As per the first author of a recent paper detailing the team’s work, Grayson Deysher, a PhD candidate at UC San Diego, “no one has been able to successfully combine these three ideas although there have been previous sodium, solid-state, and anode-free batteries, until now.”
The study team had to develop a novel architecture for the sodium battery in order to produce a sodium battery, which is said to have an energy density comparable to that of lithium ion batteries.
It chose to use an anode-free battery architecture, which eliminates the anode and stores the ions directly on the current collector by the electrochemical deposition of alkali metal. Although it presents its own difficulties, eliminating the anode allows for less weight and space, higher cell voltage, cheaper cell cost, and increased energy density.
According to Deysher, “a good contact between the electrolyte and the current collector is necessary in any anode-free battery.” When employing a liquid electrolyte, this is usually quite simple because the liquid can spread out and moisten all surfaces. This is not possible for a solid electrolyte.
But as the liquid electrolytes gradually deplete the active components, they produce a buildup known as the solid electrolyte interphase, which shortens the battery’s life.
The team from UC San Diego approached this issue in a unique way. They built a current collector that encircles the electrolyte rather than utilizing an electrolyte that does so.
They utilized aluminum powder, a solid that has the ability to flow like a liquid, to make their current collector.
As previously not possible with conventional aluminum foil, the researchers reported that “an aluminum current collector is found to achieve intimate solid–solid contact with the solid electrolyte, which allows highly reversible sodium plating and stripping at both high areal capacities and current densities.”
In order to enable low-cost and high-efficiency cycling during battery assembly, the powder was densified under high pressure to produce a solid current collector while keeping a liquid-like interface with the electrolyte. According to the researchers, a whole cell of an all-solid-state battery without a sodium anode has shown steady cycling over several hundred cycles.

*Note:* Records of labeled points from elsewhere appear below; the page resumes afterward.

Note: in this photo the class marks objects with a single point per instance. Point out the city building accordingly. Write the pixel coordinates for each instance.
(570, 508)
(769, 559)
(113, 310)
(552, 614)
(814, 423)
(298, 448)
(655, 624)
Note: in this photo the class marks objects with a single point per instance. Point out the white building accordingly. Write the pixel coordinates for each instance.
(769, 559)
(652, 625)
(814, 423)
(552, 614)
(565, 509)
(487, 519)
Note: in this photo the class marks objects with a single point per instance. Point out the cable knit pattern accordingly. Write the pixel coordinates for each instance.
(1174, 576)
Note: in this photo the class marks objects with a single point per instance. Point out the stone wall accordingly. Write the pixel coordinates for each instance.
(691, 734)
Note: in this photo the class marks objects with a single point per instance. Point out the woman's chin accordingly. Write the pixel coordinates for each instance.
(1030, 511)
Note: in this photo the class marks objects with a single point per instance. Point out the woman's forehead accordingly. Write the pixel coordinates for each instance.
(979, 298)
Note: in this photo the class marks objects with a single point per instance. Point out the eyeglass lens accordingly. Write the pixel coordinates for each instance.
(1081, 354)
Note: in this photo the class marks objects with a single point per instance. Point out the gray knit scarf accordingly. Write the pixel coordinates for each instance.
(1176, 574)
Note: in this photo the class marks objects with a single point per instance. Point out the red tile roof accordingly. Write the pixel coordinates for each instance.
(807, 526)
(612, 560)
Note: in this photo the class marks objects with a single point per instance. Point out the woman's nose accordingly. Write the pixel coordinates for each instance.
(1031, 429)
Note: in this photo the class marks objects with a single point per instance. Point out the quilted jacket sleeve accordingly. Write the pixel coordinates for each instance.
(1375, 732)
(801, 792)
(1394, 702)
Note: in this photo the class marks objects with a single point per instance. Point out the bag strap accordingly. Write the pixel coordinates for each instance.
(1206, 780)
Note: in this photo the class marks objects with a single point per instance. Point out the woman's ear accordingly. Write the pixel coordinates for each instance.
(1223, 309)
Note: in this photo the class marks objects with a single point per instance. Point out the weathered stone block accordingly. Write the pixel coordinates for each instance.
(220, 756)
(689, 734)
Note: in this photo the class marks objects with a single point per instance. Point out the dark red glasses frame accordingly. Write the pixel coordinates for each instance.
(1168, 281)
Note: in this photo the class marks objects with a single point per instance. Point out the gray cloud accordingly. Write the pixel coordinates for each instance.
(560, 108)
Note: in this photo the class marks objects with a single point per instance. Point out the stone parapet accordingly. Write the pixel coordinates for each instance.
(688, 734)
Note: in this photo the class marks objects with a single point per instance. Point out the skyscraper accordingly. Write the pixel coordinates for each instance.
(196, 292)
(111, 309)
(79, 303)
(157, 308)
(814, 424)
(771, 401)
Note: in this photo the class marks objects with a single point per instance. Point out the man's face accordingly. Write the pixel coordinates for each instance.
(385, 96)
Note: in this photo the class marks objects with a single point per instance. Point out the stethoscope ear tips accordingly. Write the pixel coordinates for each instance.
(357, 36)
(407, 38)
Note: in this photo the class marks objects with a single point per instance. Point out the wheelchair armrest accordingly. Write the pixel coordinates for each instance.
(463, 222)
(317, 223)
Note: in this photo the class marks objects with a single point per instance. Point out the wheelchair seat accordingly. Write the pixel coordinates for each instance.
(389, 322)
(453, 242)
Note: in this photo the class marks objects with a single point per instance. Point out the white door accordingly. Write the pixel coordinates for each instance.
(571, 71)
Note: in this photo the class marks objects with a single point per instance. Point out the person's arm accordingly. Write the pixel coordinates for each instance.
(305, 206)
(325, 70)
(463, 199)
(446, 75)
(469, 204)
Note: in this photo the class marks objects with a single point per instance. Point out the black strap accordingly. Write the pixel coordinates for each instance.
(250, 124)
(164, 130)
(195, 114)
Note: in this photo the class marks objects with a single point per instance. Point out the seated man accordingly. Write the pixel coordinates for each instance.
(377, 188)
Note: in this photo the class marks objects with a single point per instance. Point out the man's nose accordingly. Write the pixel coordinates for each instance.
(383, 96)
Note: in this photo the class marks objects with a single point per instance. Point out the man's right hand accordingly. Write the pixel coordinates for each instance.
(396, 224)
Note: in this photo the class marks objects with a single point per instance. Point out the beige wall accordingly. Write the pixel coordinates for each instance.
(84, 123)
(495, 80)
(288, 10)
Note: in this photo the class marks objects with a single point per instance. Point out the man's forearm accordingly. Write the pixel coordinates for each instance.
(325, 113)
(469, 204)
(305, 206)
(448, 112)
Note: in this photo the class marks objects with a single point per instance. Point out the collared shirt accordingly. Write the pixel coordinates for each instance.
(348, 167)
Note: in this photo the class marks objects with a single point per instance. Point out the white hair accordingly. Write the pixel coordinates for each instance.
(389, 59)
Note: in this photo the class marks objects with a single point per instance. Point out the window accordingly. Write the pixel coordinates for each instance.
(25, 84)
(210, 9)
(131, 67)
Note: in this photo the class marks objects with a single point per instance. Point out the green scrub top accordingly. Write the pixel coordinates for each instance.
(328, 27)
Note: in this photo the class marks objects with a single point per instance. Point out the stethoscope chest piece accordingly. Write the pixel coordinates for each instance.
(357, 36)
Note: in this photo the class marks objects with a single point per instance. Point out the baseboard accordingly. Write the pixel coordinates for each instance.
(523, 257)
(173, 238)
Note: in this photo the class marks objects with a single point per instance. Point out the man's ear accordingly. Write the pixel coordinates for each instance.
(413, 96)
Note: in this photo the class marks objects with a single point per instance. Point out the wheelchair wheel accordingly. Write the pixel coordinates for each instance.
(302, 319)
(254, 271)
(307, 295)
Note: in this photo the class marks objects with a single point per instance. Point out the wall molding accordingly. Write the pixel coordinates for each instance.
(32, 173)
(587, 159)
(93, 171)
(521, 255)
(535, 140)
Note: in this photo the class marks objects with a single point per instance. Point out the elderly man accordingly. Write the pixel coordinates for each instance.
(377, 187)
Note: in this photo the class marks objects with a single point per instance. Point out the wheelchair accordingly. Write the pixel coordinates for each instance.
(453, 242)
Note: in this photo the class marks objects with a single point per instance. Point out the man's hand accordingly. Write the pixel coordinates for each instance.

Deysher stated, “We hope that this paper can invigorate more push into the sodium area by demonstrating that it can work well, even better than the lithium version in some cases.” Sodium solid-state batteries are typically considered as a technology that is far off in the future.
Through the Office of Innovation and Commercialization at UC San Diego, the researchers have submitted an application for a patent on their work. The article “Design principles for enabling an anode-free sodium all-solid-state battery,” which was published in Nature Energy, goes into greater detail about their findings.